Há, no entanto, uma outra cena, que não costuma ser das mais recordadas do filme, mas que é a minha preferida. E é também um momento que traduz de forma exemplar o contraste de emoções que os filmes de Chaplin tantas vezes nos despertam. É a cena em que o eterno vagabundo convida Georgia para passar com ele a noite de fim de ano. Ela aceita, mas depois de se despedir e de sair da cabana onde ele vive, vai para junto das amigas que a esperam do lado de fora. Todas elas, incluindo Georgia, gozam com o convite que lhe foi feito, pois não levam a sério o nosso herói.
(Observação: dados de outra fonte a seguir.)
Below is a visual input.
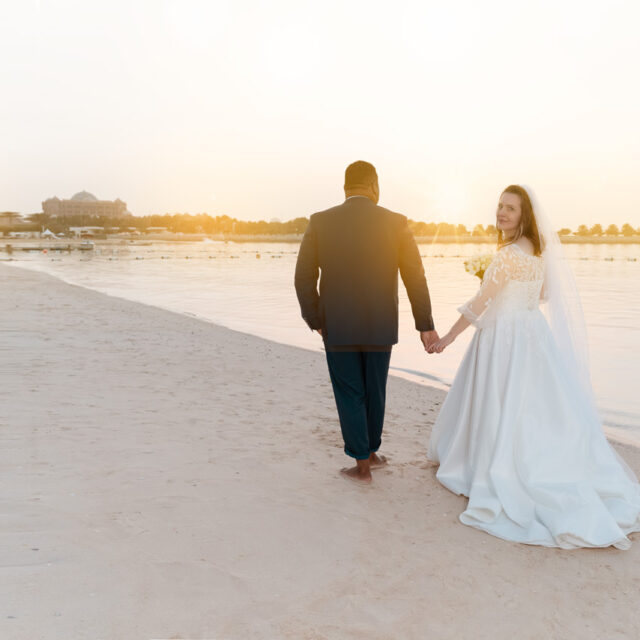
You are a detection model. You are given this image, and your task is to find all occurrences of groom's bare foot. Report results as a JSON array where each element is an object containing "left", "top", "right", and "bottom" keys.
[
  {"left": 340, "top": 460, "right": 372, "bottom": 484},
  {"left": 369, "top": 453, "right": 388, "bottom": 469}
]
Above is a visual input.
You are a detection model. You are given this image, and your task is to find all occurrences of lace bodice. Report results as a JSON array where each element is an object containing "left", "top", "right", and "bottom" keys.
[{"left": 459, "top": 243, "right": 545, "bottom": 327}]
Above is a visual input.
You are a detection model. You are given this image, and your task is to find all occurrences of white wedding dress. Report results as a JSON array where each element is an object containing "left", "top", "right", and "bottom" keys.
[{"left": 428, "top": 243, "right": 640, "bottom": 549}]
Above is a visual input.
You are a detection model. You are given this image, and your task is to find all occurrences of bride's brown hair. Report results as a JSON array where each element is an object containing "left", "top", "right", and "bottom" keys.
[{"left": 498, "top": 185, "right": 544, "bottom": 256}]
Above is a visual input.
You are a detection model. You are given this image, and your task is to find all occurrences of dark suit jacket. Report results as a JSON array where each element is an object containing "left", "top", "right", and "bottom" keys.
[{"left": 294, "top": 196, "right": 434, "bottom": 346}]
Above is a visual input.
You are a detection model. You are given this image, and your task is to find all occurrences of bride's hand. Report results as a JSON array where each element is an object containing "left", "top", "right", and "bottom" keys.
[{"left": 428, "top": 332, "right": 454, "bottom": 354}]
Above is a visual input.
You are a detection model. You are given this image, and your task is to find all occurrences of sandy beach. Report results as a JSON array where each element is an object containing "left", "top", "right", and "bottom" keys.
[{"left": 1, "top": 263, "right": 640, "bottom": 640}]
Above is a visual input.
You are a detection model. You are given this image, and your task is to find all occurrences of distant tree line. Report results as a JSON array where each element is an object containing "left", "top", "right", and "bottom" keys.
[
  {"left": 561, "top": 223, "right": 638, "bottom": 237},
  {"left": 2, "top": 212, "right": 639, "bottom": 237},
  {"left": 408, "top": 222, "right": 498, "bottom": 237},
  {"left": 2, "top": 213, "right": 310, "bottom": 235},
  {"left": 409, "top": 222, "right": 640, "bottom": 237}
]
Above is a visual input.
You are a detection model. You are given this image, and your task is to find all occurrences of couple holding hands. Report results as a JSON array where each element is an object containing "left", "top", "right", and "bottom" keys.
[{"left": 295, "top": 160, "right": 640, "bottom": 549}]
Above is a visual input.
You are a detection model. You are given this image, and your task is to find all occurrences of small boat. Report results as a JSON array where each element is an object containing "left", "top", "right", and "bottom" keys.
[{"left": 79, "top": 240, "right": 95, "bottom": 251}]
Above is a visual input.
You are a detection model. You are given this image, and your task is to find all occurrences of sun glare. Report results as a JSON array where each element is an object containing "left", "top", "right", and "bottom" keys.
[
  {"left": 163, "top": 0, "right": 233, "bottom": 51},
  {"left": 261, "top": 24, "right": 326, "bottom": 84}
]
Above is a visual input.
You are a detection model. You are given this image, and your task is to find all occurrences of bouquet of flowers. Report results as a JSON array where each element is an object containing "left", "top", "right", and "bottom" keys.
[{"left": 464, "top": 253, "right": 494, "bottom": 281}]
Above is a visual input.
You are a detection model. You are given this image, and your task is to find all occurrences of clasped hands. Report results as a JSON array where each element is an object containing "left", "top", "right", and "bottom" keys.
[{"left": 421, "top": 330, "right": 454, "bottom": 354}]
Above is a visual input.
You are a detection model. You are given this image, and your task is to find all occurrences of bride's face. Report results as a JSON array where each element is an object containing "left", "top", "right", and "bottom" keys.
[{"left": 496, "top": 192, "right": 522, "bottom": 235}]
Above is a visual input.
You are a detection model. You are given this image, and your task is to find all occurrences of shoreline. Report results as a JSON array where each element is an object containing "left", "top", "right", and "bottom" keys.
[
  {"left": 4, "top": 260, "right": 639, "bottom": 449},
  {"left": 3, "top": 233, "right": 640, "bottom": 248},
  {"left": 2, "top": 264, "right": 640, "bottom": 638}
]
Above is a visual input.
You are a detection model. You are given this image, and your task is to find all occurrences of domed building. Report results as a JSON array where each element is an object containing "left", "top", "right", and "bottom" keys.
[{"left": 42, "top": 191, "right": 128, "bottom": 218}]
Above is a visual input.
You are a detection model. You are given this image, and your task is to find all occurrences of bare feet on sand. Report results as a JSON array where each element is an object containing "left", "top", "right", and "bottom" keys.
[
  {"left": 369, "top": 453, "right": 388, "bottom": 469},
  {"left": 340, "top": 459, "right": 372, "bottom": 484},
  {"left": 340, "top": 454, "right": 388, "bottom": 483}
]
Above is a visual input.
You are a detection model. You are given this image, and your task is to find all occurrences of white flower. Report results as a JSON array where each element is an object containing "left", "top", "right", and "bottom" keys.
[{"left": 464, "top": 253, "right": 494, "bottom": 280}]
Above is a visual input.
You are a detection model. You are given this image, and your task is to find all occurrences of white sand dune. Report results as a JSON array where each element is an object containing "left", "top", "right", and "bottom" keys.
[{"left": 1, "top": 263, "right": 639, "bottom": 640}]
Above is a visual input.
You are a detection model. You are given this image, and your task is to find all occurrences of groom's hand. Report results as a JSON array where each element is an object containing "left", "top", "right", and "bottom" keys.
[
  {"left": 420, "top": 330, "right": 439, "bottom": 352},
  {"left": 429, "top": 332, "right": 455, "bottom": 353}
]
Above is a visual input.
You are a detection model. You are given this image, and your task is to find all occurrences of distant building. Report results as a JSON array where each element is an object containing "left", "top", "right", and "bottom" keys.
[
  {"left": 69, "top": 226, "right": 105, "bottom": 238},
  {"left": 6, "top": 231, "right": 37, "bottom": 238},
  {"left": 0, "top": 211, "right": 25, "bottom": 227},
  {"left": 42, "top": 191, "right": 128, "bottom": 219}
]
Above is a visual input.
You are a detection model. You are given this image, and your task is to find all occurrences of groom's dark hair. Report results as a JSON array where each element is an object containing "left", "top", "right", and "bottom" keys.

Este, no entanto, ignora o que elas pensam verdadeiramente dele. Por isso, quando fica sozinho na sua cabana, crente de que o sentimento que tem por Georgia é recíproco, a sua alegria é tão grande que desata a pontapear uma mesa, a saltar e a fazer o pino em cima da cama, a pendurar-se no tecto sem receio de se ferir, com a energia de quem não pode controlar o corpo e as emoções que nele correm. Inevitavelmente, acaba por também destruir por completo uma almofada, sendo que as penas desta são filmadas a cair como flocos de neve no meio da cabana.

E nós, espectadores de todas épocas, enquanto rimos com a sua explosão de felicidade, sentimos também um nó na garganta por sabermos que é a felicidade de quem está iludido e irá, em breve, sofrer a humilhação de perceber o que a sua amada sente realmente por ele. No final desse momento eufórico e amargo, Georgia regressa por momentos à cabana, mas só para ir buscar a carteira, pois tinha-se esquecido de a levar. À sua frente, a destruição provocada pela alegria indomável de quem a ama.